Sheriff Joe Arpaio looked out at a wall of television cameras and started to raise his voice. The rant that followed was confused, rambling and aimed directly at President Obama.
“Show. Us. The. Mircofilm,” he demanded. “I said it a while back. Show. Us. The. Microfilm. And we’ll all go back home and forget this! Where is the microfilm? Where is the microfilm? Is it in Hawaii? The Department of Health? What’s the big secret?”
Even for a notoriously eccentric Arizona politician like Arpaio, the spectacle he created on Tuesday at a news conference in Phoenix was on a whole other level.
For months, the sheriff has been promoting the fringe conspiracy theory of birtherism, which claims Barack Obama’s birth certificate is fake and therefore he is ineligible to be president. But Arpaio took it to a grand scale with his latest stunt, promising to reveal “shocking” information about the document.
What he and his “investigator” ultimately presented, however, was something less than shocking. They spun new webs of the conspiracy, alleging secret codes were hidden in the birth certificate and claiming they found an elderly witness who could decipher the cryptography. It was the latest tweak to a theory that has long been debunked but remains kept alive by small pockets of conservative activists and writers.]

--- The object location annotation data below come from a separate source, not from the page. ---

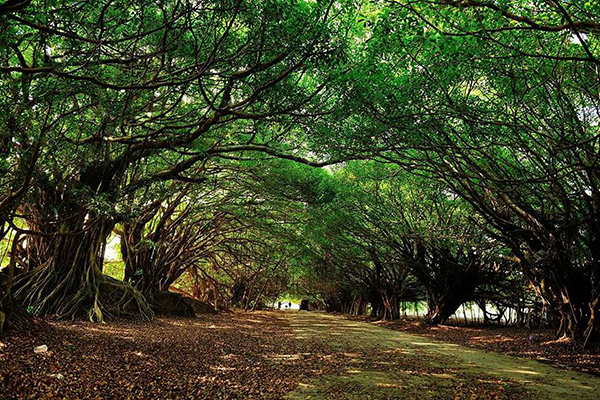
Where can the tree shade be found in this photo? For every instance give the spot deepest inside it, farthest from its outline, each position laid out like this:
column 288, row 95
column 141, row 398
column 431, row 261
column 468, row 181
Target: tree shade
column 460, row 140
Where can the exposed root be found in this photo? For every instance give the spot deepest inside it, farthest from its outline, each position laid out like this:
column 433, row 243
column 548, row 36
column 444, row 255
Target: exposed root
column 94, row 295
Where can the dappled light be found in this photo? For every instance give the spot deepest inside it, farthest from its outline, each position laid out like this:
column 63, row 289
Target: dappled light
column 290, row 199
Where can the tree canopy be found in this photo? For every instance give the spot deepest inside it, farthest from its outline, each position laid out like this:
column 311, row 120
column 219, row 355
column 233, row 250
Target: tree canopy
column 362, row 154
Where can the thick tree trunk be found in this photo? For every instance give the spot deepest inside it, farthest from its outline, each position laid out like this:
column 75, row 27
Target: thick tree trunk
column 65, row 276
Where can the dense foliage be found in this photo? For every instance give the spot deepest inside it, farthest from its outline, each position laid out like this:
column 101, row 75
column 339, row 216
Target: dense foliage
column 459, row 139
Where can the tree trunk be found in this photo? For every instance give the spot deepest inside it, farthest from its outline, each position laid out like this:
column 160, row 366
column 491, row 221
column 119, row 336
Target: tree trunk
column 65, row 276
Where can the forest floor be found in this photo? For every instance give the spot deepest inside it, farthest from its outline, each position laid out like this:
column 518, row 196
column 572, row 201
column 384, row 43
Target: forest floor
column 265, row 355
column 540, row 345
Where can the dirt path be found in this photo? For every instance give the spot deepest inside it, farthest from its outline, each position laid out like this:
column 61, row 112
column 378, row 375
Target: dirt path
column 265, row 355
column 390, row 364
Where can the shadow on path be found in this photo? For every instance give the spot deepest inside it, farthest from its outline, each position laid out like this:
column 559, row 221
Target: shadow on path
column 390, row 364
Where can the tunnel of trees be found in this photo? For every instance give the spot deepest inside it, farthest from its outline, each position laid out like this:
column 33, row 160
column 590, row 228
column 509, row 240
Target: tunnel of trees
column 370, row 155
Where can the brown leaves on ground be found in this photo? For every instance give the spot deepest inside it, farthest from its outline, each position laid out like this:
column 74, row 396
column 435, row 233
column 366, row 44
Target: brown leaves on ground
column 519, row 342
column 217, row 357
column 227, row 356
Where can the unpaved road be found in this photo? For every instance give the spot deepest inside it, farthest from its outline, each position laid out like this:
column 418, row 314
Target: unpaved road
column 265, row 355
column 435, row 369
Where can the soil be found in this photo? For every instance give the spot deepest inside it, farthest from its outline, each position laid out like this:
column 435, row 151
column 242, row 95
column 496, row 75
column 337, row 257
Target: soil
column 264, row 355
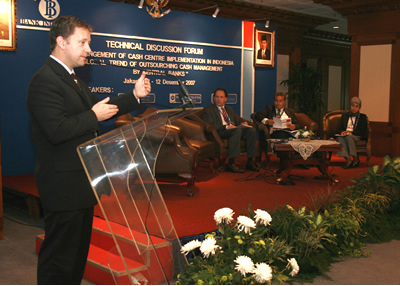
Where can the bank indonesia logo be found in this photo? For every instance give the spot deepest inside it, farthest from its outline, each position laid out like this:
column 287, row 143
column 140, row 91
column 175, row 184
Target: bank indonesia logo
column 49, row 9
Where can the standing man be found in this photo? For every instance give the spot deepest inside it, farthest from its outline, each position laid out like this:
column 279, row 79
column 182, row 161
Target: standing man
column 65, row 114
column 278, row 110
column 228, row 126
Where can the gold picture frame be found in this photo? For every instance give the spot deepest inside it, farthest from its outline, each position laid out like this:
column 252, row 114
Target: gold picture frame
column 8, row 32
column 264, row 47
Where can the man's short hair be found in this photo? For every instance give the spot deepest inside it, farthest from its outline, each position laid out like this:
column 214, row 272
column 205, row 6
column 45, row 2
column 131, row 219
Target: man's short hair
column 223, row 89
column 279, row 93
column 64, row 26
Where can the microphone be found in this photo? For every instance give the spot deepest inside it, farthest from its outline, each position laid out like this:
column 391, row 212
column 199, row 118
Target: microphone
column 184, row 94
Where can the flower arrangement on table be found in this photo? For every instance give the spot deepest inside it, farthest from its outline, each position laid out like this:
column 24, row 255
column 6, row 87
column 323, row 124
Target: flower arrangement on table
column 243, row 254
column 305, row 134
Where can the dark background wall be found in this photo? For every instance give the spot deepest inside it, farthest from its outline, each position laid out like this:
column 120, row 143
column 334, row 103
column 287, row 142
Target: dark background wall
column 219, row 39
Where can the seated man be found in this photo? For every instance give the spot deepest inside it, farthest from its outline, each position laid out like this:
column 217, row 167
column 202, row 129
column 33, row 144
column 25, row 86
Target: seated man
column 278, row 110
column 223, row 118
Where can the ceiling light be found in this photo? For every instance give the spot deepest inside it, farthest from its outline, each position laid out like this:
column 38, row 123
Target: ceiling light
column 141, row 4
column 216, row 12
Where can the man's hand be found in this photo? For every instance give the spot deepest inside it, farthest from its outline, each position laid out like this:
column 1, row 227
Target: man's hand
column 103, row 110
column 142, row 86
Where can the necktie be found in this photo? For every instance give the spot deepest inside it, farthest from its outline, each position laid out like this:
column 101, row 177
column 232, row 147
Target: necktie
column 225, row 115
column 76, row 80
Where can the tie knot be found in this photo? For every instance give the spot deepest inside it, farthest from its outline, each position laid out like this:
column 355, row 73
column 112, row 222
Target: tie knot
column 75, row 79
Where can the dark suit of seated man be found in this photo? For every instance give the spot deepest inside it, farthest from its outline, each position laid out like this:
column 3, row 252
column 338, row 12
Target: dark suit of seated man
column 223, row 118
column 278, row 110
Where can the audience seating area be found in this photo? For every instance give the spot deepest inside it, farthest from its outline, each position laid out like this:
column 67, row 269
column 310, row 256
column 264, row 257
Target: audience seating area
column 191, row 140
column 263, row 131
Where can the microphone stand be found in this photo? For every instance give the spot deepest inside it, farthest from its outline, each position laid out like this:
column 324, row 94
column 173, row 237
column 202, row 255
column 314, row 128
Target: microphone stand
column 184, row 94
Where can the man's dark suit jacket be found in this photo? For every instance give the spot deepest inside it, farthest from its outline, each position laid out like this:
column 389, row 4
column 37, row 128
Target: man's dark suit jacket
column 62, row 119
column 212, row 115
column 361, row 128
column 270, row 111
column 267, row 53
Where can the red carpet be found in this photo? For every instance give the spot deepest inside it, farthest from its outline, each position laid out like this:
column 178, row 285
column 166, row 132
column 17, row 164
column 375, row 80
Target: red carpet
column 194, row 215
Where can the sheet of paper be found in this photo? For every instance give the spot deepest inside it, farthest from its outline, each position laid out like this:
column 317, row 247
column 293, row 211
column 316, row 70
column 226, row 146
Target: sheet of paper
column 280, row 123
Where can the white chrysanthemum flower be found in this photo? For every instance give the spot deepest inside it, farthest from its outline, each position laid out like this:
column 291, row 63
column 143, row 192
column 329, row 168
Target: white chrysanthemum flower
column 190, row 246
column 262, row 272
column 246, row 224
column 263, row 217
column 208, row 246
column 223, row 215
column 295, row 267
column 244, row 265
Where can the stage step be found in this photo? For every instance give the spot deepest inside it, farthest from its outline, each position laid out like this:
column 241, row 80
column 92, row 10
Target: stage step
column 105, row 264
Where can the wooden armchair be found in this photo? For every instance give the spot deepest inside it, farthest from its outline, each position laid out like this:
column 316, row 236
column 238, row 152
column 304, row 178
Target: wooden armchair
column 331, row 123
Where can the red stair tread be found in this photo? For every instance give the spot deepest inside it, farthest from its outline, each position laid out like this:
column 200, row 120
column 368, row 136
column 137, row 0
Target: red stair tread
column 102, row 258
column 123, row 231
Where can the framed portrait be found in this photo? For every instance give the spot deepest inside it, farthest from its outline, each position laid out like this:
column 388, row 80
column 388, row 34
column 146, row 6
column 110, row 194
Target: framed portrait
column 264, row 47
column 8, row 31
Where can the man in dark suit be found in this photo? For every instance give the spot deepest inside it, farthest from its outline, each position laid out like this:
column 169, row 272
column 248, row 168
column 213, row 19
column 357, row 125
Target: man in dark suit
column 228, row 126
column 264, row 53
column 65, row 114
column 278, row 110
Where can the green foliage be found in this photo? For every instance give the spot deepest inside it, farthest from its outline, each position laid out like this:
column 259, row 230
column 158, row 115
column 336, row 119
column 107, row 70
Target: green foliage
column 340, row 224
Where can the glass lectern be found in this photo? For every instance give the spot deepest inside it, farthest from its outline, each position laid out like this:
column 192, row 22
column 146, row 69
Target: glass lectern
column 120, row 165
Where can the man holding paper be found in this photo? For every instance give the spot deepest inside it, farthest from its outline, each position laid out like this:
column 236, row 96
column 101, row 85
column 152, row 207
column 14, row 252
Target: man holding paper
column 228, row 126
column 277, row 118
column 280, row 121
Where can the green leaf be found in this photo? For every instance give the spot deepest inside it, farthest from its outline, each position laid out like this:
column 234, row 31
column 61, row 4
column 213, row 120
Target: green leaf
column 386, row 160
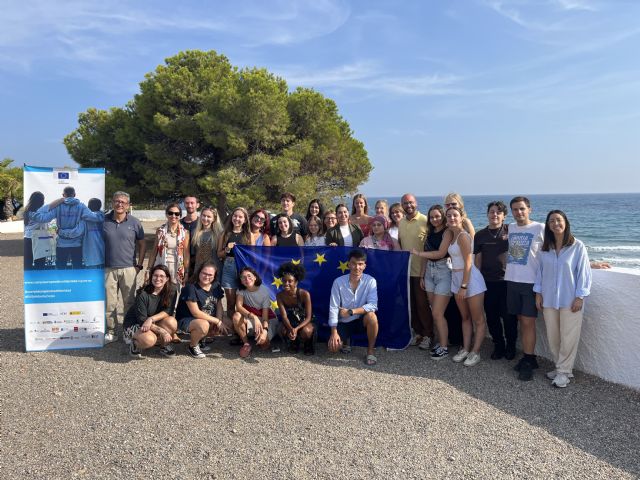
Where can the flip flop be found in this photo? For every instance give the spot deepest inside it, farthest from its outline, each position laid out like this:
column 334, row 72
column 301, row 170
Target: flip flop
column 371, row 360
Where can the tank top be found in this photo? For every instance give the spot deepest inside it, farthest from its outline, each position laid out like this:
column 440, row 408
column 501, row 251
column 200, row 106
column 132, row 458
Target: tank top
column 289, row 241
column 457, row 262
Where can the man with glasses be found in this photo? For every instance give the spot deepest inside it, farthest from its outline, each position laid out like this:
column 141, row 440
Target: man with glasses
column 190, row 222
column 412, row 231
column 123, row 234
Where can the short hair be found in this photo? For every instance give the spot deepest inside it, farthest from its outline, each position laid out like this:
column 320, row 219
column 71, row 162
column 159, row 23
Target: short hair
column 94, row 204
column 520, row 199
column 502, row 208
column 121, row 194
column 357, row 255
column 254, row 273
column 297, row 271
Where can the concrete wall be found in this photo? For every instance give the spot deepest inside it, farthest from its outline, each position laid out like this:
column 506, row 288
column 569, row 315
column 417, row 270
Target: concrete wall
column 610, row 340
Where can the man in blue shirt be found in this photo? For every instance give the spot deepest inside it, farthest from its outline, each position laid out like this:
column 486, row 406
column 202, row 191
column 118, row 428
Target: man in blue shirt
column 352, row 307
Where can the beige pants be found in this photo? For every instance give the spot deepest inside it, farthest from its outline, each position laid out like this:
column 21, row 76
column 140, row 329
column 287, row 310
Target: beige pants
column 123, row 281
column 563, row 333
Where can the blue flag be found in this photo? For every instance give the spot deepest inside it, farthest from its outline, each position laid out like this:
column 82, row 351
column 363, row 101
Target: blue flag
column 323, row 265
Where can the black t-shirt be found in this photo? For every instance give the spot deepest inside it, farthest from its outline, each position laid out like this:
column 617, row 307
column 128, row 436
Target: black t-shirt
column 207, row 301
column 493, row 244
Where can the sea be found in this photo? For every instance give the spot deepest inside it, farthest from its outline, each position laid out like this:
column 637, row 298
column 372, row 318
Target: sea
column 608, row 224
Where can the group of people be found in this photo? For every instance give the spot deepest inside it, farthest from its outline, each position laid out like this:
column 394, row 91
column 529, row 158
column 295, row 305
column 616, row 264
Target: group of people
column 501, row 276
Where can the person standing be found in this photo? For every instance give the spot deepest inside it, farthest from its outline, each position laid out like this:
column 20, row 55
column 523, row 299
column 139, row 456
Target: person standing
column 123, row 235
column 525, row 240
column 412, row 232
column 190, row 222
column 490, row 247
column 287, row 202
column 562, row 282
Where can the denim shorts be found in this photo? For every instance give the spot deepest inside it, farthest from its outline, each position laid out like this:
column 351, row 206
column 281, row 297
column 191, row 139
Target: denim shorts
column 229, row 274
column 475, row 286
column 437, row 277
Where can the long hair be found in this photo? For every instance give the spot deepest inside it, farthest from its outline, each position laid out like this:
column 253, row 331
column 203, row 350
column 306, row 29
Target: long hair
column 246, row 229
column 320, row 209
column 430, row 228
column 549, row 242
column 358, row 196
column 36, row 200
column 165, row 293
column 265, row 226
column 320, row 223
column 215, row 228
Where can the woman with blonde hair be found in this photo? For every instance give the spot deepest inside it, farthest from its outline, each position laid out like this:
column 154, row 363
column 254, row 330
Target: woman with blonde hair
column 454, row 199
column 205, row 238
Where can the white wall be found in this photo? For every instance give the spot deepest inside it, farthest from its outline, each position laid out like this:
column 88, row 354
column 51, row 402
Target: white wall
column 610, row 340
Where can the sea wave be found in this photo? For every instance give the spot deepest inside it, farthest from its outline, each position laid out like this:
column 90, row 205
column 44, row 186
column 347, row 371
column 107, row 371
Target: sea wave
column 621, row 248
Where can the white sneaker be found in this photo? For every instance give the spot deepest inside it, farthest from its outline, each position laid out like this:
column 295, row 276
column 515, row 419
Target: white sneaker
column 461, row 355
column 553, row 373
column 110, row 338
column 425, row 343
column 472, row 359
column 561, row 380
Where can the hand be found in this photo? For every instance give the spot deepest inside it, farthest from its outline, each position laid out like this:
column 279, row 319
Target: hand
column 335, row 342
column 539, row 301
column 576, row 306
column 146, row 326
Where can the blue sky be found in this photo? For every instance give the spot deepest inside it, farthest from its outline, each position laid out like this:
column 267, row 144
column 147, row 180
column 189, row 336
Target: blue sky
column 476, row 96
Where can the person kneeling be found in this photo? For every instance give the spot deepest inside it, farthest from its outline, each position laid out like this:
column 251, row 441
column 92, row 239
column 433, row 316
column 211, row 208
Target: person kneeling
column 253, row 312
column 296, row 311
column 150, row 320
column 198, row 302
column 353, row 306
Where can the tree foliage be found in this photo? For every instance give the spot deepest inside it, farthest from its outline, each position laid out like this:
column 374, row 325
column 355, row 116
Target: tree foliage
column 201, row 125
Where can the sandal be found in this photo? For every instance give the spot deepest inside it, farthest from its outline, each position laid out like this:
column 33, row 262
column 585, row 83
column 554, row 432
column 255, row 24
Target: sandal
column 245, row 350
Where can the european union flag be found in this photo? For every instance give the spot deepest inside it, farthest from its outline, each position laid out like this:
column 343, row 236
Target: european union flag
column 323, row 265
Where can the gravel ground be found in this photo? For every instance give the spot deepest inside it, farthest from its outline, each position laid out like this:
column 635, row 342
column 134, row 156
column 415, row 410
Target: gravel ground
column 99, row 414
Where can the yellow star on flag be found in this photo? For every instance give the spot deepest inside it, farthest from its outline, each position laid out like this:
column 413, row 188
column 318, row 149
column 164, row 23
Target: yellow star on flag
column 343, row 266
column 320, row 259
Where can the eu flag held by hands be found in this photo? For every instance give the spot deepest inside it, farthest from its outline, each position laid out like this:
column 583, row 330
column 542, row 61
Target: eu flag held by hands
column 323, row 265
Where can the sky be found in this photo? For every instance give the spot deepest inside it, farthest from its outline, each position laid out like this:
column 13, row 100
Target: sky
column 474, row 96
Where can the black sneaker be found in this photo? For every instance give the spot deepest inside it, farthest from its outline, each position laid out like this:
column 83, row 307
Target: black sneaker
column 168, row 351
column 195, row 352
column 309, row 347
column 133, row 350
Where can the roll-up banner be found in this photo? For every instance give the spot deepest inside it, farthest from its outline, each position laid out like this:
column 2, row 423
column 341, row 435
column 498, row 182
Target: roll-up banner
column 63, row 258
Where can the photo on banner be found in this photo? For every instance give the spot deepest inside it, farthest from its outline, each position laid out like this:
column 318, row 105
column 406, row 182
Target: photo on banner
column 63, row 258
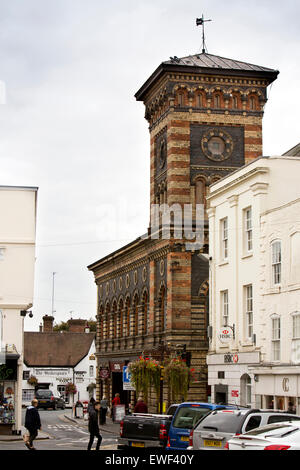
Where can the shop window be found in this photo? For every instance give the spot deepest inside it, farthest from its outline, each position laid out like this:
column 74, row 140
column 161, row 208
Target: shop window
column 27, row 395
column 26, row 374
column 7, row 403
column 254, row 422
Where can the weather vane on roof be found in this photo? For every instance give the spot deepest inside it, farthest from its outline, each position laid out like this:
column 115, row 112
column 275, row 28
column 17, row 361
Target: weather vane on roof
column 201, row 22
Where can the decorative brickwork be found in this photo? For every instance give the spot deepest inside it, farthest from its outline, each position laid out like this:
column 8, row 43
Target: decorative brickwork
column 204, row 123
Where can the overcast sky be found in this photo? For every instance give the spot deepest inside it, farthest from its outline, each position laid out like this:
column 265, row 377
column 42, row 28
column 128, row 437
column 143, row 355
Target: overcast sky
column 72, row 127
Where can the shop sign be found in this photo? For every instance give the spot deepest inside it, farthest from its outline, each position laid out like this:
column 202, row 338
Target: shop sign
column 231, row 358
column 104, row 373
column 127, row 385
column 226, row 334
column 116, row 366
column 8, row 371
column 285, row 384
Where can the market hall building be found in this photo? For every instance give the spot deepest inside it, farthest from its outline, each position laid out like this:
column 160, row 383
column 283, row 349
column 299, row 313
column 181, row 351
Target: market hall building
column 205, row 120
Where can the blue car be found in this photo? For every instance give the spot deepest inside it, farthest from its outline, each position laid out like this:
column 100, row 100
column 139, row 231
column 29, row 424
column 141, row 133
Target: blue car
column 186, row 417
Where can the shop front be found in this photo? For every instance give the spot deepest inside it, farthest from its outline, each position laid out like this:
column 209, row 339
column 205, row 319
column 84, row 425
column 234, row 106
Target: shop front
column 278, row 389
column 231, row 378
column 8, row 389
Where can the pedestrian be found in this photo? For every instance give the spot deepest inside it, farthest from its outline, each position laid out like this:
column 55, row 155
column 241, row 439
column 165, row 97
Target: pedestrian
column 94, row 426
column 91, row 405
column 103, row 409
column 116, row 401
column 141, row 406
column 32, row 423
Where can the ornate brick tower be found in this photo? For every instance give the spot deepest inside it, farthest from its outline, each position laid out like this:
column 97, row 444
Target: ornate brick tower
column 205, row 116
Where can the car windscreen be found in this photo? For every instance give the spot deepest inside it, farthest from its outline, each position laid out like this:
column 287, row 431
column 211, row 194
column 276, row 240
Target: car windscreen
column 274, row 430
column 227, row 422
column 187, row 416
column 43, row 393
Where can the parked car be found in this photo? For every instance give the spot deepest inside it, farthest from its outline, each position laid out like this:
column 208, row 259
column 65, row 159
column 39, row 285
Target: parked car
column 186, row 417
column 145, row 430
column 47, row 399
column 215, row 429
column 276, row 436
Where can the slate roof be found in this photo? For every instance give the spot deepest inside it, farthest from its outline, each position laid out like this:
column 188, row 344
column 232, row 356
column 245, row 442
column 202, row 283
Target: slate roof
column 56, row 349
column 205, row 60
column 293, row 152
column 207, row 63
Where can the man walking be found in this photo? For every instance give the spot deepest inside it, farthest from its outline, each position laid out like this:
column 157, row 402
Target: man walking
column 32, row 423
column 94, row 426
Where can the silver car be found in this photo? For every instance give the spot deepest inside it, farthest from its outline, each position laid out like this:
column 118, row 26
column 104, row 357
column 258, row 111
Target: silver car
column 215, row 429
column 277, row 436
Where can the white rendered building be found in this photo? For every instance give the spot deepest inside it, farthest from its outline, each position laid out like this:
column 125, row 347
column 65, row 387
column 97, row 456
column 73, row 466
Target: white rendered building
column 17, row 260
column 254, row 223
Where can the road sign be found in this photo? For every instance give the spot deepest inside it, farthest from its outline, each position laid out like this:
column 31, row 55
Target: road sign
column 127, row 385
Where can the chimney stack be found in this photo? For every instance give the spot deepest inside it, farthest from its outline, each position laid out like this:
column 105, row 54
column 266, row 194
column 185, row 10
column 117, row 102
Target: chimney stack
column 48, row 324
column 76, row 325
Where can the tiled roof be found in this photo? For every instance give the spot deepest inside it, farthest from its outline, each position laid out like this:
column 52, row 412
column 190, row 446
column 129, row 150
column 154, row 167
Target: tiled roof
column 56, row 349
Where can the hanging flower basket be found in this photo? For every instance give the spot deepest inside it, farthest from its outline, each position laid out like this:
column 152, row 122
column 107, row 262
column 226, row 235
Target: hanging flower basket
column 178, row 376
column 71, row 388
column 32, row 380
column 145, row 373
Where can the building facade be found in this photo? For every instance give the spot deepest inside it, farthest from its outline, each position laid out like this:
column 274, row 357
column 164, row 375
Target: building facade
column 254, row 355
column 17, row 261
column 59, row 358
column 205, row 120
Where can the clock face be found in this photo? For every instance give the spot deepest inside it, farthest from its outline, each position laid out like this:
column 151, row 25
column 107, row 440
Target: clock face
column 217, row 145
column 162, row 153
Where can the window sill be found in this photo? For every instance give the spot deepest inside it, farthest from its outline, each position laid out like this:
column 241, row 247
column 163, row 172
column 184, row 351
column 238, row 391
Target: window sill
column 247, row 255
column 223, row 262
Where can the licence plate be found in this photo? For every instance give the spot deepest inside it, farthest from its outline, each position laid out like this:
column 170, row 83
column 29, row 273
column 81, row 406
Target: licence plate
column 137, row 444
column 210, row 443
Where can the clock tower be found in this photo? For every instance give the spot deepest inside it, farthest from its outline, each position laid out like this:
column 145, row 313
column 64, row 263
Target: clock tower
column 205, row 119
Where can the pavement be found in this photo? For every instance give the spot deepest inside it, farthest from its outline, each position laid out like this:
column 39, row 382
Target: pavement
column 110, row 426
column 12, row 438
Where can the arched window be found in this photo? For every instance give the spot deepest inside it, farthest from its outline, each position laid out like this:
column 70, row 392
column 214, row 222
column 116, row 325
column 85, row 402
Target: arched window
column 114, row 321
column 200, row 191
column 136, row 315
column 235, row 104
column 199, row 100
column 162, row 310
column 252, row 103
column 217, row 101
column 180, row 98
column 276, row 262
column 121, row 308
column 145, row 313
column 127, row 318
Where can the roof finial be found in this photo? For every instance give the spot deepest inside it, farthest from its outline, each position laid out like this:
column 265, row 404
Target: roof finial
column 200, row 22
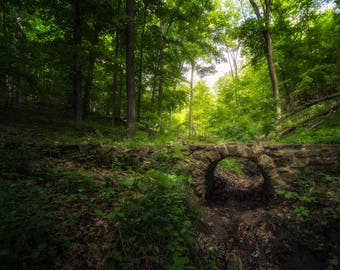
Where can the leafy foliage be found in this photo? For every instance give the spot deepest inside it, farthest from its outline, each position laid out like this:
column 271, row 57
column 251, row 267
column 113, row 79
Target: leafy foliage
column 315, row 207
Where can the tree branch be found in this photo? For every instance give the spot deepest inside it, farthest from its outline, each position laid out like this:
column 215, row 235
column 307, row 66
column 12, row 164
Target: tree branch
column 309, row 119
column 307, row 105
column 256, row 9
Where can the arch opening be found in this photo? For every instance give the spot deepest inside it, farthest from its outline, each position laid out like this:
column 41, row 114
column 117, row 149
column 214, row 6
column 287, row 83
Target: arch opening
column 233, row 179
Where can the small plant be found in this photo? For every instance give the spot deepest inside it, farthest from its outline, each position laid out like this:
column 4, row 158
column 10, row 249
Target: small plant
column 316, row 226
column 232, row 165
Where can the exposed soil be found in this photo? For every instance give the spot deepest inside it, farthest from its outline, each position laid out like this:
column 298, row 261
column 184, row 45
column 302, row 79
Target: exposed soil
column 246, row 231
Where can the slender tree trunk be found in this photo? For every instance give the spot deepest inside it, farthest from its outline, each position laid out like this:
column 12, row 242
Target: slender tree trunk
column 120, row 99
column 4, row 76
column 272, row 73
column 269, row 49
column 191, row 100
column 115, row 75
column 130, row 69
column 160, row 91
column 21, row 98
column 77, row 62
column 89, row 78
column 115, row 82
column 140, row 69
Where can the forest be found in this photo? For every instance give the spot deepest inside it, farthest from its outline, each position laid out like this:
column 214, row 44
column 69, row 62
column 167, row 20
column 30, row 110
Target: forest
column 170, row 134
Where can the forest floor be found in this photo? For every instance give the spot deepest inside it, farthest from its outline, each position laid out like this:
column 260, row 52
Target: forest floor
column 73, row 212
column 248, row 232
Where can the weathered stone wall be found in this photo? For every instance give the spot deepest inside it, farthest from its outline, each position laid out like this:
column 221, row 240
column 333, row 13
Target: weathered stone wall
column 280, row 165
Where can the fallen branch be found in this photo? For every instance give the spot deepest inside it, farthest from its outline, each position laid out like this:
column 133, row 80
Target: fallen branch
column 309, row 119
column 307, row 105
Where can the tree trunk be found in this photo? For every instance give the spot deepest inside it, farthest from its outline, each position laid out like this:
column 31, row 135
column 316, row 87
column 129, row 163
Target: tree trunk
column 21, row 97
column 272, row 72
column 115, row 75
column 140, row 69
column 77, row 62
column 191, row 100
column 115, row 83
column 269, row 49
column 4, row 76
column 160, row 90
column 120, row 99
column 130, row 69
column 89, row 77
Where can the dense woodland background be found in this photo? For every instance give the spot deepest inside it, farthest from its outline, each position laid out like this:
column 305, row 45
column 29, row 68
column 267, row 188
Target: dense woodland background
column 87, row 87
column 143, row 63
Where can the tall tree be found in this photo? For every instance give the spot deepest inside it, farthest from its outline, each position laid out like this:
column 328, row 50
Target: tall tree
column 265, row 19
column 191, row 99
column 77, row 62
column 130, row 68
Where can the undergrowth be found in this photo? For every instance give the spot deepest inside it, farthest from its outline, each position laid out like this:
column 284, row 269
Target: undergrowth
column 315, row 203
column 134, row 220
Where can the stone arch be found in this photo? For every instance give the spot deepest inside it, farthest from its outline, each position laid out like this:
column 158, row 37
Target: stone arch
column 210, row 174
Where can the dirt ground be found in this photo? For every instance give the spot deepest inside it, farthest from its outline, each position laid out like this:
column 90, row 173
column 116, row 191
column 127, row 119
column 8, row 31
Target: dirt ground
column 246, row 231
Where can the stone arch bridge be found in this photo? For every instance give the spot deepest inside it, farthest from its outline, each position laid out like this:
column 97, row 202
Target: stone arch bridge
column 280, row 165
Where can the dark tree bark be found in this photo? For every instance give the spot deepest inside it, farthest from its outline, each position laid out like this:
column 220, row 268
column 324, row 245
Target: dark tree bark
column 89, row 78
column 120, row 98
column 191, row 100
column 21, row 97
column 140, row 69
column 269, row 49
column 77, row 62
column 4, row 76
column 115, row 75
column 130, row 68
column 115, row 83
column 160, row 91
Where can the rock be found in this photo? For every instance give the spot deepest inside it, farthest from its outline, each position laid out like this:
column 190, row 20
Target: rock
column 234, row 261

Mike Zullo, Arpaio’s volunteer “cold case” investigator who has been looking into the birth certificate for 10 months, told the crowd of local journalists that he and the sheriff had been threatened and were possibly in danger for uncovering the information. He said Arpaio personally assigned an armed deputy to tag along with him on a trip to Hawaii in May to protect him from potential threats. Zullo showed photos of Hawaiian police cars that he said were sent to intimidate them as they sleuthed around the islands looking for clues.
“It’s time for this charade to stop,” Zullo said. He claimed a grand a coverup was afoot. “This is a real long time to be looking into something…Eventually something’s gotta give.”
Arpaio, a Republican, was first elected to office in 1992 after promising common sense law enforcement. But now at 80 and running for his sixth term, he has aligned himself with the birthers and taken unarguably the strangest turn of his career. He dove head first into birtherism in September when he first assigned his “Cold Case Posse” to look into the certificate. From there, he has just kept following the birthers deeper into the fringe.
The group believes Obama somehow is not a natural born U.S. citizen and so is ineligible to be president. His Hawaiian birth certificate, they say, is a fake. Newspapers that reported his birth at the time are part of the conspiracy. No amount of evidence is enough to convince them that he is legitimately their president.
Local reporters peppered Arpaio and Zullo with plenty of skeptical questions, including about the role of well known conspiracy theorist Jerome Corsi in the investigation. Corsi, the men revealed, has been an integral part of it since the beginning. He even went to Hawaii with the investigators and helped them interview witnesses, Zullo said. Corsi was in the audience at the news conference, too.